Tips on Exposure SettingsEdit
Understanding the exposure values of the Mini Zoom takes some practice. Aside from bulb mode, the longest exposure automatically attainable (according to the manual -- the camera displays no indication of specific exposure values) is 1/4 second at f/4.0. Long automatic exposure can be done if you use the modes manual flash-on, manual flash-on with pre-flash, and manual flash-off. According to the Leica guide other settings will result in shutter speed at least 1/30 of a second and a minimum of EV 9. Note: according to the user guide using the exposure override (+2 EV) will not result in an exposure longer than 1/30 of second. The range of shutter speed is from 1/4 to 1/300 second. Important: if you shoot in limited light in manual modes (above) and if the mini zoom cannot use its longest exposure value, the camera simply simply gives up and resorts to bulb mode. Thus one might be shooting in manual flash-off mode in limited light, press the shutter, and the shutter will stay open as long as one presses down. The best course of action for shooting in limited light in manual flash-off mode is to prop or hold the camera very steady and use the timer. In that case the camera appears to drop to longest automatic 1/4 second and f/4.0 setting or whatever is appropriate. This makes it possible to take sunset shots and the like.

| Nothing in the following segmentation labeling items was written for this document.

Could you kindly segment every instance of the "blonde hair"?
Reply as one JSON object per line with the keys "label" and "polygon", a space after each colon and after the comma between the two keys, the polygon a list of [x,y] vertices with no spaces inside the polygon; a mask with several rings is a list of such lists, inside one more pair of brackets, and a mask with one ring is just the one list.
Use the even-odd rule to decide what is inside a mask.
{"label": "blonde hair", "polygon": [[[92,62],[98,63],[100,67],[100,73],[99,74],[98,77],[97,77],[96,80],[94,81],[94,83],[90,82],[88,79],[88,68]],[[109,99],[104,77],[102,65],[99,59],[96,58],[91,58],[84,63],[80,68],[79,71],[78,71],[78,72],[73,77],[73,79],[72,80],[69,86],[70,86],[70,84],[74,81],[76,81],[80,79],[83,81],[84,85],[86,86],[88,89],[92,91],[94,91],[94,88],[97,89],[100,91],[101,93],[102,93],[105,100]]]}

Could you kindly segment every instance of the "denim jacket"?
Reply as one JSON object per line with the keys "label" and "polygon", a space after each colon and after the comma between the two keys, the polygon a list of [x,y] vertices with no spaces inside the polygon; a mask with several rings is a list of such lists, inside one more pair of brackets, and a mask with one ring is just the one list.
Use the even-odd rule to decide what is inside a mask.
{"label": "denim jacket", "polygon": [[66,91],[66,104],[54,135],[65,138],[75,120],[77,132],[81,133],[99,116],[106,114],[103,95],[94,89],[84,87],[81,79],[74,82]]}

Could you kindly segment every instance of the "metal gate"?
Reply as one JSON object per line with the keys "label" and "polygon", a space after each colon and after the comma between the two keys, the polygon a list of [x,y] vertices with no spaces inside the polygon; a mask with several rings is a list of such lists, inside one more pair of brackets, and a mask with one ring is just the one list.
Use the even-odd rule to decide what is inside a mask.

Original advertising for the camera touted its ability to produce candid images, however there is a significant shutter lag making truly candid people shots problematic.
The Nikon One-Touch Zoom AF produced in this era appears to have used the essential chassis design of the Mini Zoom.
Except for the imprints the Mini Zoom appears to be identical to Vivitar Series 1 500PZ Data Back Power Zoom model, which I own. The lens may be different, but maybe not as the Vivitar's lens is not branded but has the same specifications as the Leica's. An interesting note: A brocure for the Mini Zoom claims that it is "the only mini zoom with Leica optics" and that it is "made by Leica." One wonders. The camera was made in the Philippines.